In project SUSPHIRE, the team of European scientists aim to use synthetic biology to produce insect sex pheromones in plants and fungi, building on the success of the Polytechnic University of Valencia's entry into the 2014 iGEM competition with project "SexyPlant" in which they produced insect sex-pheromones in plants.
Improving on the initial proof-of-concept, the new research will identify and validate key biosynthetic enzymes for the bioproduction of the superfamily insect group Coccoidea (scale insects and mealybugs) pheromones.
The biologically-produced pheromones can be used to control insect pests that affect agriculture and horticulture.
Synthetic Biology Group Leader at EI, Dr. Nicola Patron, said: "We will take a synthetic biology approach to identify and rewrite insect pheromone biosynthesis pathways, optimising bioproduction in plants and fungi.
"The use of sex pheromones for pest control is already known to be feasible, but for many species, the manufacturing is difficult and expensive. Bioengineering can provide viable alternatives to manufacturing, expanding the use of pheromones that will be much kinder to our environment."
Dispensing sex pheromones in plant production environments is used to disrupt mating in the target insect species and prevent breeding, thereby providing a highly species-specific control method.

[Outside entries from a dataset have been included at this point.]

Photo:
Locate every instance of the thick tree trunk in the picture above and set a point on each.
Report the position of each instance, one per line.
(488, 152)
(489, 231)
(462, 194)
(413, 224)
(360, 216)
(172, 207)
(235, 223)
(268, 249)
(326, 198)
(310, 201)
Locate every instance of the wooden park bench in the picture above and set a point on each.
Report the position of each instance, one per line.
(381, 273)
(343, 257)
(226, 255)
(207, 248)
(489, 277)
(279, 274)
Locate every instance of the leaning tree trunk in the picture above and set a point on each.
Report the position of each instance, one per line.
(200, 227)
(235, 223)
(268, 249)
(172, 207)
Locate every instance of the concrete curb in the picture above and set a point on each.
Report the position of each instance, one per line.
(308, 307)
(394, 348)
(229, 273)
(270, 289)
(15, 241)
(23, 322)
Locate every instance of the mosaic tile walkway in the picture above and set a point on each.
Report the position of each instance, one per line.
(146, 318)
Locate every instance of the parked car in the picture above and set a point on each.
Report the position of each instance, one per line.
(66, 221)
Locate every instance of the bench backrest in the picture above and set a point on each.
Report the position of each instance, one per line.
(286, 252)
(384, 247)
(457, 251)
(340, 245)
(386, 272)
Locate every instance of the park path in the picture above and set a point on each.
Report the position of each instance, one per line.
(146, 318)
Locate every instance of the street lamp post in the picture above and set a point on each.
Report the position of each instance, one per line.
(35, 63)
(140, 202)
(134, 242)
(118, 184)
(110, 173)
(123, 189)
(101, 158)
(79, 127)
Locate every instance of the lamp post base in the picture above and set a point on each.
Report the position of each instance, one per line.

This presents a sustainable alternative to conventional pesticides, the use of which is progressively being restricted due to concerns about their non-specificity and negative impacts on biodiversity.
The SUSPHIRE project will demonstrate that biosynthesis can provide a sustainable, low-cost manufacturing platform for the commercial production of insect pheromones and reduce the production cost of pheromones that are currently commercially non-viable.
Insect sex pheromones are already used as a pest-control strategy. However, chemical synthesis is currently the only approach for manufacturing and the use of toxic ingredients is inevitable. Furthermore, the unusual chemical characteristics of many insect pheromones mean that synthesis is not cost-effective.
Dr. Diego Orzaez, who will present the project at ACHEMA, The World Forum and Leading Show for the Process Industries, in Frankfurt, added: "With an ever-growing global human population, increasing agricultural production through prevention of crop losses to pests has the potential for enormous economic and social impact. We estimate that the bio-manufacturing is an excellent opportunity to expand the pheromone market, contributing to reducing the global costs of integrated pest management programmes."